1956 NAIA men's basketball tournament
- Season: 1955–56
- Teams: 32
- Finals site: Municipal Auditorium Kansas City, Missouri
- Champions: McNeese State (1st title, 1st title game, 1st Final Four)
- Runner-up: Texas Southern (1st title game, 1st Final Four)
- Semifinalists: Pittsburg State (2nd Final Four); Wheaton (IL) (1st Final Four);
- Coach of the year: John Lance (Pittsburg State)
- MVP: Bill Reigel (McNeese State)

= 1956 NAIA basketball tournament =

College basketball tournament

The 1956 NAIA basketball tournament was held in March at Municipal Auditorium in Kansas City, Missouri. The 19th annual NAIA basketball tournament featured 32 teams playing in a single-elimination format. 1956 would be the last tournament with unseeded teams.

The championship game featured McNeese State University and Texas Southern University. It was the first and only appearance for the McNeese State made in the NAIA tournament.
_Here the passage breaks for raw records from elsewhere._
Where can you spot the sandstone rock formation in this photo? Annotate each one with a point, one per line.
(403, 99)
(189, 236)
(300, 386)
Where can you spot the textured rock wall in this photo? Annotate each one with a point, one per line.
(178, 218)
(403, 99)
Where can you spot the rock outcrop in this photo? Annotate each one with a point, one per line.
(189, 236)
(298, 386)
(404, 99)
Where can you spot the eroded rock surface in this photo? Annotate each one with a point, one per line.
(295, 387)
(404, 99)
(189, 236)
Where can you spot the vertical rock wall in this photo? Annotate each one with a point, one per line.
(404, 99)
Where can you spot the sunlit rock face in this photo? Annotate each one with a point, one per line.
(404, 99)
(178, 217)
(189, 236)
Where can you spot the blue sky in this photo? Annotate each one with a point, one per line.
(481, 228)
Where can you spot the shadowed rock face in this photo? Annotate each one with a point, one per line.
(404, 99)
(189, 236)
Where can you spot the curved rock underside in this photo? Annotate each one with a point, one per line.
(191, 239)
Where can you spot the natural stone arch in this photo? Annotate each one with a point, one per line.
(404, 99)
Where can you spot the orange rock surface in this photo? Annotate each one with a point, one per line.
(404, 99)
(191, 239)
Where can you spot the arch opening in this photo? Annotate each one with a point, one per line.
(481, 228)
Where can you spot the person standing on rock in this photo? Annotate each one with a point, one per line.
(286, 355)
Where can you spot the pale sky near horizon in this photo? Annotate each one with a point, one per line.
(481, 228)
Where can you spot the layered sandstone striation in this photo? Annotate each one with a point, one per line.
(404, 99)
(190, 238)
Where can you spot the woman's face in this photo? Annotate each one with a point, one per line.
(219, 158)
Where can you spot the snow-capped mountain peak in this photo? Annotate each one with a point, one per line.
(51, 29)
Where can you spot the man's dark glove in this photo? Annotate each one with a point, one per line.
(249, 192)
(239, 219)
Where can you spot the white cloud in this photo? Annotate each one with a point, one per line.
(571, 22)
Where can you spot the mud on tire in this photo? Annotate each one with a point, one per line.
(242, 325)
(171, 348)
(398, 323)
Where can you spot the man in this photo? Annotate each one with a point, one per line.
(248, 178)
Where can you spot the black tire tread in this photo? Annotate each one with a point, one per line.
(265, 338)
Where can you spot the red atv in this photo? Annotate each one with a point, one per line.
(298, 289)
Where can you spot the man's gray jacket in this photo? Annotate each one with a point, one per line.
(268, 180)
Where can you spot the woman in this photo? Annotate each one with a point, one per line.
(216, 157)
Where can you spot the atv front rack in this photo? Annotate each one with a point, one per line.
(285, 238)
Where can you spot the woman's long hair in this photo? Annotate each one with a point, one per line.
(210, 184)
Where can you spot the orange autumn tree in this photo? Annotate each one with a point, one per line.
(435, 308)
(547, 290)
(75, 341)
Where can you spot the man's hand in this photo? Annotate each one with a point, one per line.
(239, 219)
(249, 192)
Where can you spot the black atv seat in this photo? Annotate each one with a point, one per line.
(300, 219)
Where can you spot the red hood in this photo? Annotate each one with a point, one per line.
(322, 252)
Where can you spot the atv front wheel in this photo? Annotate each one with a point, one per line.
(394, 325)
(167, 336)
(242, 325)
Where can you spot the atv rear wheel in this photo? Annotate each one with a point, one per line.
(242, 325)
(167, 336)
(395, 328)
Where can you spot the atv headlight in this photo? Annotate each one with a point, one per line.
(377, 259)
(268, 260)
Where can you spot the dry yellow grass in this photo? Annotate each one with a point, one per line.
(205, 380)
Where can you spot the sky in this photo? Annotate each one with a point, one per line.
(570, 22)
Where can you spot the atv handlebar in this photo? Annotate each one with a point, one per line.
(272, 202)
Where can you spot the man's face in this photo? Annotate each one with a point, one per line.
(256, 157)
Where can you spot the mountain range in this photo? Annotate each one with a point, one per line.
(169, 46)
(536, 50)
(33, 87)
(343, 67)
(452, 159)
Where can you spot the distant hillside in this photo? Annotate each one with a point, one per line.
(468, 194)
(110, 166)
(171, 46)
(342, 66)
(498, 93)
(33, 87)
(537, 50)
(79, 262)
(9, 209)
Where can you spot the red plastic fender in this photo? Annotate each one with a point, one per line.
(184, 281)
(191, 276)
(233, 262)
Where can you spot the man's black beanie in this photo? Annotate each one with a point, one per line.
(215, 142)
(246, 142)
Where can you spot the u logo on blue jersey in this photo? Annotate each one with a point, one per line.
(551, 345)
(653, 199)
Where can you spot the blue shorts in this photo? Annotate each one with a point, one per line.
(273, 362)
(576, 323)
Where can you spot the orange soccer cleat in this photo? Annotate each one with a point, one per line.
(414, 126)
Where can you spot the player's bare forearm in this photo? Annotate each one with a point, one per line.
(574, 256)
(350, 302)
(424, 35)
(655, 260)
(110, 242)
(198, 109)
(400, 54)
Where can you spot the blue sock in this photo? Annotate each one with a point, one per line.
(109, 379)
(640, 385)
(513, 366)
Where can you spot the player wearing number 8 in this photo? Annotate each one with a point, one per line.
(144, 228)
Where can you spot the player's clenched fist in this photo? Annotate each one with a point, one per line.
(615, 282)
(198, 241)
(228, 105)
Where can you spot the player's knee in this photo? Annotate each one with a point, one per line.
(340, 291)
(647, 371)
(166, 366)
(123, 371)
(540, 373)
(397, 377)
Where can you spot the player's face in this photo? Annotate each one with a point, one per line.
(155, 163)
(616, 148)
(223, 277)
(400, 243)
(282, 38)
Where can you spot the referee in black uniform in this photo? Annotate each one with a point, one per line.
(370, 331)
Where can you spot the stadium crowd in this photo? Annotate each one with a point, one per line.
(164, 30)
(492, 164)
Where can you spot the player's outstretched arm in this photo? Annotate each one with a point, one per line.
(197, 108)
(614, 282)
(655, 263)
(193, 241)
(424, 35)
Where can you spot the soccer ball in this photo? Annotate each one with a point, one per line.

The Cowboys beat the Tigers, 60–55.

The third-place game featured Pittsburg State who defeated the Wheaton Thunder, 77–70. This tournament featured six all-time leading scorers.

==Awards and honors==
Many of the records set by the 1956 tournament have been broken, and many of the awards were established much later:
- Leading scorer est. 1963
- Leading rebounder est. 1963
- Charles Stevenson Hustle Award est. 1958
- Player of the Year est. 1994
- Top single-game performances: Jim Spivey of Southeastern Oklahoma vs State Georgia Southern. Spivey scored 17 field goals 9 free throws, totaling 43 points.
- Most free throws made; career: 120 free throws made by Jim Spivey of Southeastern Oklahoma State (1954,55,56,57).
- All-time leading scorers; first appearance: Dick Barnett, 3rd, Tennessee State (1956,57,58,59) 18 games, 186 field goals, 79 free throws, 451 total points 25.1 average per game, Charles Curtis, 8th, Pacific Lutheran (Wash.) (1956,57,58,59) 14 games 101 field goals, 85 free throws, 287 total points, 20.5 average per game, Roger Iverson, 20th, Pacific Lutheran (1956,57,58,59) 14 games, 109 field goals, 23 free throws, 241 total points, 17.2 average per game, and John Barnhill, 21st, Tennessee State (1956,57,58,59) 17 games, 104 field goals, 27 free throws, 235 total points, 13.8 average per game.
- All-time leading scorer; second appearance: Bennie Swain, 6th Texas Southern (1955,56,57,58) 15 games, 119 field goals, 64 free throws, 302 total points, 20.1 average per game.
- All-time leading scorer; third appearance: James Spivey, 4th, Southeastern Oklahoma (1954,55,56,57) 13 games, 133 field goals, 120 free throws, 386 total points, 29.7 average per game.